El contrato, con un presupuesto de 716 millones de euros, supone una inversión estratégica en la industria naval nacional, y tendrá un impacto estimado de cuatro millones de horas de trabajo, lo que se traduce en unos 2.000 empleos como media anual (directos, indirectos e inducidos por la actividad económica generada) hasta 2030. Tras la firma del contrato comenzarán las labores de ingeniería, con el inicio de producción previsto en el primer semestre de 2027.
Estos futuras unidades 7 y 8 de BAM serán bastante distintas con respecto a sus antecesoras, ya que se trata de buques con una eslora y manga de 90 y 14 metros, respectivamente. Contarán con un sistema de propulsión de dos ejes con sistema combinado diésel y eléctrico, que les dotará de una velocidad máxima de 21 nudos y una autonomía de más de 7.700 millas, y estarán preparados para una dotación de 50 personas, además de 36 camas disponibles para fuerza embarcada (dotación de vuelo, equipo de seguridad, equipo médico, etc.).


En cuanto a capacidades, los buques incorporarán mejoras sustanciales con respecto a sus predecesores.

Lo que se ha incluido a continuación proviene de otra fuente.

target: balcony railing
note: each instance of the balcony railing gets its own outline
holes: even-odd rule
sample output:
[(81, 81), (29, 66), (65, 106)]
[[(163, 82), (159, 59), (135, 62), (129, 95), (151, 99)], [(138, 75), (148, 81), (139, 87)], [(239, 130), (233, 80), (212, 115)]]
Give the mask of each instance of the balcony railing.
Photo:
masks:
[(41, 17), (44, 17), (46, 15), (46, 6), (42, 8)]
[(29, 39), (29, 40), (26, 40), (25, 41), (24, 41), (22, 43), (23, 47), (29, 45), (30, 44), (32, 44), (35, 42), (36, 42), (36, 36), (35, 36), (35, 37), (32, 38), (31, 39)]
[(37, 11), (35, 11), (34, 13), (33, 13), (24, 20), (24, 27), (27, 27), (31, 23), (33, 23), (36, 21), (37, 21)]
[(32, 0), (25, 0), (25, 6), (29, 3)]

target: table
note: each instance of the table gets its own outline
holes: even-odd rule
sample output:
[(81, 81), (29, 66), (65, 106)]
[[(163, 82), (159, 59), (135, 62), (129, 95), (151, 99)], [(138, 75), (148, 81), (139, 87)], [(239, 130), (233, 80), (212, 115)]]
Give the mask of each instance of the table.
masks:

Dispondrán de un sistema de combate SCOMBA de nueva generación, con capacidades de integración táctica de vehículos no tripulados; un Sistema Integral de Control de Plataforma (SICP) modernizado; sistemas avanzados de ciberseguridad; comunicaciones y navegación; así como mejoras en espacios médicos y de alojamiento.
La construcción se llevará a cabo en las instalaciones de Navantia en Puerto Real, que cuentan con un alto nivel de automatización y tecnología avanzada, y la División de Sistemas, ubicada en Navantia en San Fernando, también jugará un papel muy importante en estas dos construcciones, al ser la responsable de toda la parte digital y de sistemas, de modo que estas dos nuevas construcciones, junto a las que actualmente ya se están fabricando, consolidará a los astilleros públicos de la Bahía de Cádiz como un referente internacional en construcción naval de alta tecnología.
La ingeniería de esta segunda extensión del programa BAM se desarrollará íntegramente mediante las herramientas digitales del programa ELCANO, basado en tecnologías de Siemens (siemens.com). Este entorno permite integrar diseño, modelización, simulación y construcción en un flujo digital conectado, incorporando los últimos avances en transformación digital de Navantia.
Parte de la fabricación de estas unidades para la Armada Española (armada.defensa.gob.es) se realizará en el taller puertorrealeño de bloques planos, equipado con una línea automatizada de última generación, actualmente en su fase final de puesta en marcha. Esta línea comenzará a operar próximamente a pleno rendimiento para el programa Fleet Solid Support (FSS), por el que Navantia fabricará tres buques de 216 metros cada uno para abastecimiento logístico a la Marina de Reino Unido.
Este salto tecnológico revolucionará la construcción naval, gracias a un sistema de soldadura que aumenta la velocidad de producción, reduce el aporte térmico y minimiza las deformaciones, obteniendo productos de mayor calidad.